In quei giorni, poiché vi era di nuovo molta folla e non avevano da mangiare, Gesù chiamò a sé i discepoli e disse loro: «Sento compassione per la folla; ormai da tre giorni stanno con me e non hanno da mangiare. Se li rimando digiuni alle loro case, verranno meno lungo il cammino; e alcuni di loro sono venuti da lontano».

Gli risposero i suoi discepoli: «Come riuscire a sfamarli di pane qui, in un deserto?». Domandò loro: «Quanti pani avete?». Dissero: «Sette».

Ordinò alla folla di sedersi per terra. Prese i sette pani, rese grazie, li spezzò e li dava ai suoi discepoli perché li distribuissero; ed essi li distribuirono alla folla. Avevano anche pochi pesciolini; recitò la benedizione su di essi e fece distribuire anche quelli.

Mangiarono a sazietà e portarono via i pezzi avanzati: sette sporte. Erano circa quattromila.

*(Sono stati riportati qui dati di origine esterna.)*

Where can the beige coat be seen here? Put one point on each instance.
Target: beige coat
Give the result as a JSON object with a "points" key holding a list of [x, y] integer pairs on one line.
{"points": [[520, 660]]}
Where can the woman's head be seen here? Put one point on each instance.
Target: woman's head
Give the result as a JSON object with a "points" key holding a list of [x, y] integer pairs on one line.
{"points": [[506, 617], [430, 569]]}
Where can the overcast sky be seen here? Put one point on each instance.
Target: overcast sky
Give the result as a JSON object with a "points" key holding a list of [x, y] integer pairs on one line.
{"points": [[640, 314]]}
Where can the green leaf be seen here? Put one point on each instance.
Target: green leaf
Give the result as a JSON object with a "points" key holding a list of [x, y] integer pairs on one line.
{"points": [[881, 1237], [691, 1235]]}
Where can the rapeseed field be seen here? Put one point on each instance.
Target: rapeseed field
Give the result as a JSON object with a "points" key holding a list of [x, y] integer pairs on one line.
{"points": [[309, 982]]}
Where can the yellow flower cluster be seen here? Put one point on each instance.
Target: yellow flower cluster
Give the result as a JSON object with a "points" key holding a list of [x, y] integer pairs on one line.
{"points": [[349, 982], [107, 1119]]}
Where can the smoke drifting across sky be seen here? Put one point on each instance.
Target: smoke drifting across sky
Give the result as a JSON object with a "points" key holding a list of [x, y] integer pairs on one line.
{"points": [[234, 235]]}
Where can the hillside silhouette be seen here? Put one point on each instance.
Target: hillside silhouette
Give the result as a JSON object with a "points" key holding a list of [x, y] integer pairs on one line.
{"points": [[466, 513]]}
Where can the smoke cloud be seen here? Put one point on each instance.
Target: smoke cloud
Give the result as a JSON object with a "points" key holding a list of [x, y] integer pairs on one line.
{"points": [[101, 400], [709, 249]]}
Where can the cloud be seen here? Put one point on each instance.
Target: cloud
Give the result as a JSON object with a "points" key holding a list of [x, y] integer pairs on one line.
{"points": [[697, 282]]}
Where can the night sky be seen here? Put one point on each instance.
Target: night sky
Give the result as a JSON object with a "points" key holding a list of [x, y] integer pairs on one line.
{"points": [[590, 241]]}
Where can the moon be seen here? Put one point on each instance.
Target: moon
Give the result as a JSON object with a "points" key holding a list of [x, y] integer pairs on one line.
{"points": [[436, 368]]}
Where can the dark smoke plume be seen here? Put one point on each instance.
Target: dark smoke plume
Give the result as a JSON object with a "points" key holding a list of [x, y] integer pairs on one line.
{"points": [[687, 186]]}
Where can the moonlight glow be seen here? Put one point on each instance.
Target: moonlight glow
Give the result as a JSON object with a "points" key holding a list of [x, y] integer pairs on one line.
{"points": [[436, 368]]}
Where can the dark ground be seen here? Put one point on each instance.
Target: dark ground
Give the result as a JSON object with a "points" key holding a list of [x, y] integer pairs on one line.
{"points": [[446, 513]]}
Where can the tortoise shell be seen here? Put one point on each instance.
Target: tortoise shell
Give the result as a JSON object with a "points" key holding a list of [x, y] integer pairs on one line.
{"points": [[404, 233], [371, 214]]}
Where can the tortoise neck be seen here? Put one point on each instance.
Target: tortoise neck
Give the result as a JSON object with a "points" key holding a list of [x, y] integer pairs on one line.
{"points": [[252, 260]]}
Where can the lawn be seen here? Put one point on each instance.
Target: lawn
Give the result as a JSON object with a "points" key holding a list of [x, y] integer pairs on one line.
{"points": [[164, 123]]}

E li congedò.

Poi salì sulla barca con i suoi discepoli e subito andò dalle parti di Dalmanutà.

Prendersi cura del corpo per guarire l’anima

«Gesù chiamò a sé i discepoli e disse loro: “Sento compassione per la folla”». I discepoli ricevono un grande insegnamento perché Gesù rivela loro i suoi sentimenti di compassione per quella gente che non ha da mangiare. Non c’è sentimento più umano, e al medesimo tempo più divino, della compassione. Il cuore, che sa andare oltre sé verso l’altro per accogliere e condividere le ansie, le paure, le speranze, i bisogni altrui, diventa il punto d’incontro tra Dio e l’uomo. Un cuore compassionevole è all’origine di quella scelta e azione pastorale che voglia prendersi cura di ogni uomo e di tutto l’uomo. Gesù insegna che non si può spezzare il pane della Parola di Dio, e nutrirsi di essa, senza preoccuparsi anche del corpo e del suo sostentamento. La fame di pane racchiude in sé tutti gli altri bisogni legati al corpo e che sono il veicolo per raggiungere il benessere spirituale. La compassione non coglie solo bisogni settoriali e non intercetta specifici ambiti dell’esistere, ma si fa sentire vicino al fratello così come è, nella sua totalità e complessità. Il pane diventa uno strumento per saziare la fame di amicizia e di amore fraterno, perché l’uomo non è solo corpo biologico ma anche corpo spiritualizzato. 

Gesù educa i discepoli attraverso un vero e proprio laboratorio in cui la fede non gioca un ruolo importante solo nella crescita spirituale ma anche in quella umana. Sicché i discepoli comprendono che si evangelizza, prima ancora che con le parole, con le opere di misericordia corporali, perché se non ci si prende cura dei corpi non si possono guarire le anime.

Grazie, Signore Gesù, perché mediante i segni sacramentali mi fai sentire nel cuore la tua compassione, il calore della tua divina umanità. Con il pane e il vino eucaristici mi doni la forza e la gioia di venirti incontro servendo i fratelli; l’olio profumato mi consacra per rivestirmi della dignità dei figli di Dio e mi dà coraggio per resistere al male e perseverare nell’amore; la mano posta sul capo mi comunica lo Spirito che sana le ferite del peccato e ravviva il desiderio della comunione fraterna. Donami, Signore Gesù, la stessa compassione che tu senti nei confronti dei più deboli affinché anche io possa prendermi cura amorevolmente delle membra del tuo Corpo, la Chiesa, e tu possa esserne il suo cuore pulsante.